= William Ford (divine) =

William Ford or Foord (1559 in Bury St Edmunds - in or after 1616) was a Church of England clergyman.

Ford was educated at Trinity College, Cambridge, where he graduated B.A. in 1578. He was elected fellow of Trinity in 1581, proceeded M.A. in 1582, and commenced B.D. in 1591. He has been identified with a William Ford who became Rector of Thurleigh, Bedfordshire, in 1594, and was Vicar of Keysoe in 1596–7. By 1611 he had become chaplain to the Levant Company at Constantinople. On 31 July 1611 he petitioned the court for an augmentation of his salary of two hundred sequins; on the following 1 October the court allowed him an advance from £30 to £50 on the ground of his being 'well spoken of for paines and merits in his charge.' On 1 September 1613 he intimated a wish to resign his post, but was requested to remain a year longer.
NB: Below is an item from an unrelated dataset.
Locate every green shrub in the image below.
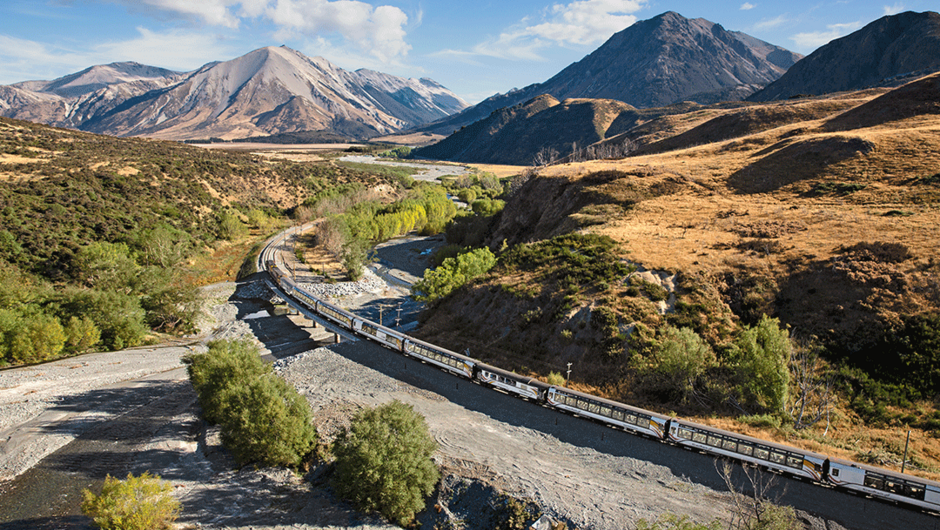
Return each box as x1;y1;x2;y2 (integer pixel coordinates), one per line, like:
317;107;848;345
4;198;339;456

He received permission to return home, 6 July 1614. He may be the William Ford who became Vicar of Bristow (Bridstow?), Herefordshire in 1615.

==Works==
Ford's only known publication is A Sermon [on Gen. xxiii. 2-4] preached at Constantinople, in the Vines of Perah, at the Funerall of the vertuous and admired Lady Anne Glover, sometime Wife to the Honourable Knight Sir Thomas Glover, and then Ambassadour ordinary for his Maiesty of Great Britaine, in the Port of the Great Turkey, 4to, London, 1616. In dedicating this discourse to Lady Wentworth the author would perhaps be encouraged, should it prove acceptable to her, 'to second it with some more pleasing and delightful subject, which mine own experience hath gathered from no less painful then farre forraigne obseruations'.